South Korea memory chipmaker to build US$174 million R&D center for NAND, future techs
South Korean memory chipmaker SK hynix announced Thursday it will invest more than 200 billion won to build a research and development center for its emerging cash cow NAND in the company’s headquarters in Icheon, Gyeonggi Province.
When completed in September 2019, dispersed R&D crews across the Icheon campus will move in to the new center, including researchers and developers of the company’s flagship 3-D NAND chips and future technologies.
The new R&D center will break ground next month on about 90,000 square meters of land to raise a 15-story building above the ground with five basement floors for accommodation for a workforce of around 4,000.
The center will be in the vicinity of the SUPEX Center and R3 buildings, where DRAM developers are located, hoping the proximity to help increase communication between two the two major businesses and create synergy, the company said.
With the latest investment decision, SK hynix seems to be focusing a significant amount of financial sources on the growing 3-D NAND business.
Of a total of 9.6 trillion won set for investment for facilities this year, which rose 2.6 from an earlier plan, about 2.2 trillion won has been allotted for construction of a new fabrication line for NAND chips in Cheongju, North Chungcheong Province.

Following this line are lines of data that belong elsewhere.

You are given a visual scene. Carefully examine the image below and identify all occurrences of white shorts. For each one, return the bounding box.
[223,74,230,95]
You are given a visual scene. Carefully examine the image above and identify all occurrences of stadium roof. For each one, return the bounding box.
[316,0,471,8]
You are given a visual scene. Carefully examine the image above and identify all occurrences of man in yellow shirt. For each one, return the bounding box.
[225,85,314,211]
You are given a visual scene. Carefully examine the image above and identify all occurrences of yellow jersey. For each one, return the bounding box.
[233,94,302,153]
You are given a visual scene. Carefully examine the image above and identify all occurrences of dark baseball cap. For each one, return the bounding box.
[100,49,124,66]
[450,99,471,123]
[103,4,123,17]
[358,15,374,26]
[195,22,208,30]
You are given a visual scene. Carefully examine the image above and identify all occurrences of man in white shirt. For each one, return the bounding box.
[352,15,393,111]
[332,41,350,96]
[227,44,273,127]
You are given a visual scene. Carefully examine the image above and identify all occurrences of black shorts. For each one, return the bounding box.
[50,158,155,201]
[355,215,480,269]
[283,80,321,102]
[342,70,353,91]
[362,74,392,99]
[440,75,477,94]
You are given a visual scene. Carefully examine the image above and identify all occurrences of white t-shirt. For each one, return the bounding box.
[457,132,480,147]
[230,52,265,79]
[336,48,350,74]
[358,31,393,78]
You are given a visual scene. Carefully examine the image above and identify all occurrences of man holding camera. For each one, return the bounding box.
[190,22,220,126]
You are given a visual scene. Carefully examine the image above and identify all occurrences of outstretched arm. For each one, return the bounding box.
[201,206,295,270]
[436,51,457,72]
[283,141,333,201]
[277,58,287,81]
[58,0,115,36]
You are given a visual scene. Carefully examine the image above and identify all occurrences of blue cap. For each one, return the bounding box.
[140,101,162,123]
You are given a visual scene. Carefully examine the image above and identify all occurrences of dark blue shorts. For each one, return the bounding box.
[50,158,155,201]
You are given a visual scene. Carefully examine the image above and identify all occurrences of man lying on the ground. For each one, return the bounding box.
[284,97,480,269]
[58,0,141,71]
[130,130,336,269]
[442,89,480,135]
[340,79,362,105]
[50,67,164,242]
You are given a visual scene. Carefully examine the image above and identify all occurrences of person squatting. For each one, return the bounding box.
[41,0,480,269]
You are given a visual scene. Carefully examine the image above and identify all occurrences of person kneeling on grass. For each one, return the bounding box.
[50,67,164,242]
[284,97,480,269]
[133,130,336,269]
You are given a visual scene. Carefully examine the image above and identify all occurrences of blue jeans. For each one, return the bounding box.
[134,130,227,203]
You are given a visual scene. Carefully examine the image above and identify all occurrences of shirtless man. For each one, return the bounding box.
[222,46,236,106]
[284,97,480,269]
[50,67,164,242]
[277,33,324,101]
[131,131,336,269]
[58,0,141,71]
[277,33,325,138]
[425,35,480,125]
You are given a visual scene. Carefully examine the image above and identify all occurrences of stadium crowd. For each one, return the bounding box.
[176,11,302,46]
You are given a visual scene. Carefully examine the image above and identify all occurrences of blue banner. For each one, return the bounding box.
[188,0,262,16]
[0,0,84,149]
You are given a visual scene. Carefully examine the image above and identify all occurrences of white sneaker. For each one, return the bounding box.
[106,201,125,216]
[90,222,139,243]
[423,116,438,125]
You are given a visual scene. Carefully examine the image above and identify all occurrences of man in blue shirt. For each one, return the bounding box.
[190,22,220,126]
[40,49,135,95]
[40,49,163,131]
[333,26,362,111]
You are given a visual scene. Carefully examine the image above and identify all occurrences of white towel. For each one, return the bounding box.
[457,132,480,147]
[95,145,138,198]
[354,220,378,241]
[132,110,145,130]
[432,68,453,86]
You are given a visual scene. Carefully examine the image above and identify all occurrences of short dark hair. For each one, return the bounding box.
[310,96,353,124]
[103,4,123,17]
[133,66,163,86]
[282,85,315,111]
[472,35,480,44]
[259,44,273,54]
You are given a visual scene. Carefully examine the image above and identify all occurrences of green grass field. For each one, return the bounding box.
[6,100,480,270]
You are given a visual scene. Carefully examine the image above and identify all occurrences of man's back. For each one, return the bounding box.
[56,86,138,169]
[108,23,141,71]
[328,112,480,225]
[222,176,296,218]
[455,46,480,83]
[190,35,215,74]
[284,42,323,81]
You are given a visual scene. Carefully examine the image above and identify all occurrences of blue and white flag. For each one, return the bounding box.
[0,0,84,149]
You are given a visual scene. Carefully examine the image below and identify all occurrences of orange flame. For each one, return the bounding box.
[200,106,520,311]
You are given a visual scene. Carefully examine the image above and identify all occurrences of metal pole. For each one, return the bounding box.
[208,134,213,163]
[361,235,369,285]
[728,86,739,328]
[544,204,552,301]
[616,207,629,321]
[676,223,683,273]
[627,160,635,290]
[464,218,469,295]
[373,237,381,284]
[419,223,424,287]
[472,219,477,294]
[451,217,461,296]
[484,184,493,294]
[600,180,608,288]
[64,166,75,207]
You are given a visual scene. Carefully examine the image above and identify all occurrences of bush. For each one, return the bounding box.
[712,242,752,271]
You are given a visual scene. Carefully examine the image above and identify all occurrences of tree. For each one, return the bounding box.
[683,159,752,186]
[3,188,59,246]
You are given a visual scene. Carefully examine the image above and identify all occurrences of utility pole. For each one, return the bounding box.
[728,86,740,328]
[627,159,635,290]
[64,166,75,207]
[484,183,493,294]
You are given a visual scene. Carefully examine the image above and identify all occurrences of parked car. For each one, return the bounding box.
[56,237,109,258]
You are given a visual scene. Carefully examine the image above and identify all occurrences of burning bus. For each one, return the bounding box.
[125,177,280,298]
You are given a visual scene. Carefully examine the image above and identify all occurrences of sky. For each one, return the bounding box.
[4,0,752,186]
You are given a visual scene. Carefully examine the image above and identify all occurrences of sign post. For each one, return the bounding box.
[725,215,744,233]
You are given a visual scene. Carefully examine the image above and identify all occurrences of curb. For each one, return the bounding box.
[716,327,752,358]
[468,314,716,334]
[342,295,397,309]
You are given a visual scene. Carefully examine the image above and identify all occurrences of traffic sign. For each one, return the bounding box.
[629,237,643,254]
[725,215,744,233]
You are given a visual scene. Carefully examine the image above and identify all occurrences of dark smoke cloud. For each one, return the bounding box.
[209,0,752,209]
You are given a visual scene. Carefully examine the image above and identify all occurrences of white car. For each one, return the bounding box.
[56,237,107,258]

Besides the announced investment, SK hynix decided to invest about 4 trillion won (395 billion yen) in the Bain Capital-led global consortium, named Pangea, to acquire the NAND flash business of Japan’s Toshiba at a board meeting on Wednesday.
Of the investment, 1.3 trillion won will be used to acquire convertible bonds to be issued by another special purpose company, BCPE Pangea Cayman2 Ltd, according to the decision.
“If converted, the bonds will allow SK hynix to secure 15 percent of Toshiba‘s semiconductor business,” said a report by Moody’s.
“The acquisition represents a step towards consolidation of the NAND flash memory market, which is a long-term positive,“ said Gloria Tsuen, vice president and senior analyst at Moody’s.
Toshiba on Thursday announced an official signing of the share transfer deal with the consortium, adding that the US investors will not acquire any common stock or voting rights over the Toshiba unit, while SK hynix will be firewalled from accessing Toshiba‘s proprietary information and will not be permitted to own more than 15 percent of the voting rights in Pangea or Toshiba.
Although Toshiba’s words were perceived as being highly defensive, financial analysts viewed the announcement positively.
“Such an investment decision seems to help brighten the company’s growth prospects in the NAND business,” said Kim Kyung-min, analyst at Daishin Securities. “If the Toshiba unit’s market value is reflected in, SK hynix’s market cap is forecast to appreciate 9 percent to 79 trillion won.”
An industry official interpreted Toshiba‘s announcement as ”the beginning of long-term cooperation between the two chipmakers,“ taking it neutrally.
Amid the prospering semiconductor market, SK hynix has been expanding investments every year. Since joining SK Group in 2012, the company kept increasing R&D spending from around 800 billion won up to 2.1 trillion won last year, which accounted for 12.2 percent of the annual sales.
Despite the growing investments, SK hynix posted a record high of 46 percent in EBITA margin in the second quarter of this year.